The lack of complex interactivity in VR films today can be criticized, but a major challenge for filmmakers is shooting 360-degree video. While recording continuous 360-degree scenes for The Misdemeanor, Troche and collaborator Morris May, founder of VR studio Specular Theory, had to blend in as extras in the film.
“We’re hiding [in the scene]. I’m in the crowd of people … the sound guy, he’s in a cyclist uniform. You just make your crew extras — whoever’s willing to come on board,” Troche said. “Try directing that way — it’s really crazy.

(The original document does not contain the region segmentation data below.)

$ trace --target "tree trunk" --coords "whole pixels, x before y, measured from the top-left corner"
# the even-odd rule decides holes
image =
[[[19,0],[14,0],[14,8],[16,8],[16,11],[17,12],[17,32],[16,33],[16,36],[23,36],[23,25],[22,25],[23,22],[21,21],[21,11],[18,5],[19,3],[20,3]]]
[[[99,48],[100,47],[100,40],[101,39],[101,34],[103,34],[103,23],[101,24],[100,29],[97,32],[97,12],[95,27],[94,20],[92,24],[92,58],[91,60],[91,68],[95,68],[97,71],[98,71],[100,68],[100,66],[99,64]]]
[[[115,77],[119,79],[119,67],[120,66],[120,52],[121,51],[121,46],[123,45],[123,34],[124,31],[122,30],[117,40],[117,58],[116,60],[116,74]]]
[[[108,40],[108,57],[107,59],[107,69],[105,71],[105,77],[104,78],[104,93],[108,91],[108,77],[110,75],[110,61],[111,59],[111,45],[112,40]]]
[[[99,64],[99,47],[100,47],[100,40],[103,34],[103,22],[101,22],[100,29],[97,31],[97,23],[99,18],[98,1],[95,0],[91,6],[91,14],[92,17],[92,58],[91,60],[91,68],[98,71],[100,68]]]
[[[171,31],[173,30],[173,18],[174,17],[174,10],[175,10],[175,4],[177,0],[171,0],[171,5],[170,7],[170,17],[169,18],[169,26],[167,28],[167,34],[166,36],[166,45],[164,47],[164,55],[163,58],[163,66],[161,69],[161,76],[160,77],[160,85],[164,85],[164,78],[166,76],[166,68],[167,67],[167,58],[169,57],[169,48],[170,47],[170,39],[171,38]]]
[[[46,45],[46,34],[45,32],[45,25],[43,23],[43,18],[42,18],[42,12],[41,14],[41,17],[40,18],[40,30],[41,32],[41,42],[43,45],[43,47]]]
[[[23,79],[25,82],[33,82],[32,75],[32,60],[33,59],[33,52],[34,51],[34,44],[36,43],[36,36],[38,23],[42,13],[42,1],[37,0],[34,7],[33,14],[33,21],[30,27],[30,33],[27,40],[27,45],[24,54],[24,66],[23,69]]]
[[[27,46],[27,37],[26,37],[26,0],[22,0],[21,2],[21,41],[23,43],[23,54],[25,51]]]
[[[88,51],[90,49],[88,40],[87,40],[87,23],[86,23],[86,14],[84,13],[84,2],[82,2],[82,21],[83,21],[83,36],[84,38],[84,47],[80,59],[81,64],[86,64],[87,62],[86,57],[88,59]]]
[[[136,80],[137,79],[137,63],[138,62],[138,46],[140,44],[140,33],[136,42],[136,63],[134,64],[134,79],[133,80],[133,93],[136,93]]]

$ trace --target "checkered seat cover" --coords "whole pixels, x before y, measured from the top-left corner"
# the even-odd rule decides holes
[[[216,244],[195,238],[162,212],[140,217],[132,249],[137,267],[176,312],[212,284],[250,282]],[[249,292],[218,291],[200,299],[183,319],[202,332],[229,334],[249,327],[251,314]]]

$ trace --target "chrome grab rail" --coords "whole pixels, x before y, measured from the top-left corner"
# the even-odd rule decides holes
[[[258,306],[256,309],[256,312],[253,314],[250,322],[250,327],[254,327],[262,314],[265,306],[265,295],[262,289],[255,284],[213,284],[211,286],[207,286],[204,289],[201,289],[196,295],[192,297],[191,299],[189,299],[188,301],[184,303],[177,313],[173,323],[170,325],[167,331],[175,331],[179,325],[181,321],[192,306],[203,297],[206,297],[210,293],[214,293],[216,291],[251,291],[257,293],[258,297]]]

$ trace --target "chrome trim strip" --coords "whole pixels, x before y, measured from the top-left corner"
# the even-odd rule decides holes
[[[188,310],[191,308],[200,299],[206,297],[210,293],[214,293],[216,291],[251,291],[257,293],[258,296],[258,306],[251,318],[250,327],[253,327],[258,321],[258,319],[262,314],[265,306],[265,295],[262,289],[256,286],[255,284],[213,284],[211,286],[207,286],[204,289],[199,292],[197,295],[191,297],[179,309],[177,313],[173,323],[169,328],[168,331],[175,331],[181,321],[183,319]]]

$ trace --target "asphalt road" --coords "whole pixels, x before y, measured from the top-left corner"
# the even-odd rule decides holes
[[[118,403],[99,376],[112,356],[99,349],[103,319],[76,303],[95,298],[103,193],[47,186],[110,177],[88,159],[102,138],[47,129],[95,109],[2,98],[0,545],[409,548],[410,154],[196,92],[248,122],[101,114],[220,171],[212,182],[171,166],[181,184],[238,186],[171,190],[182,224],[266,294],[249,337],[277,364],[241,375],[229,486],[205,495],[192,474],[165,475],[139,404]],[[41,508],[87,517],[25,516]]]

You’re like, ‘Did we get it?’ It reminds me of when I shot in Super 8, and I’m like, ‘Well, I guess I’ll see it when it comes back from the lab,’ you know?”
The easiest way to realize that VR filmmakers have yet to realize the full potential of the medium is when you think about how it is possible to not just watch a movie but exist somehow inside of it. But that’s what makes the evolution of VR so mesmerizing. VR cannot compete yet with cinemas in terms of polish but it can absolutely compete in terms of impact. The ideas to make the medium work and the idea makers are there, technologists and directors are also there making the medium come to full blown reality before our own eyes. While the medium is a work in progress, it has already proven that it is worth the attention and it possesses the potential to replace the regular cinema.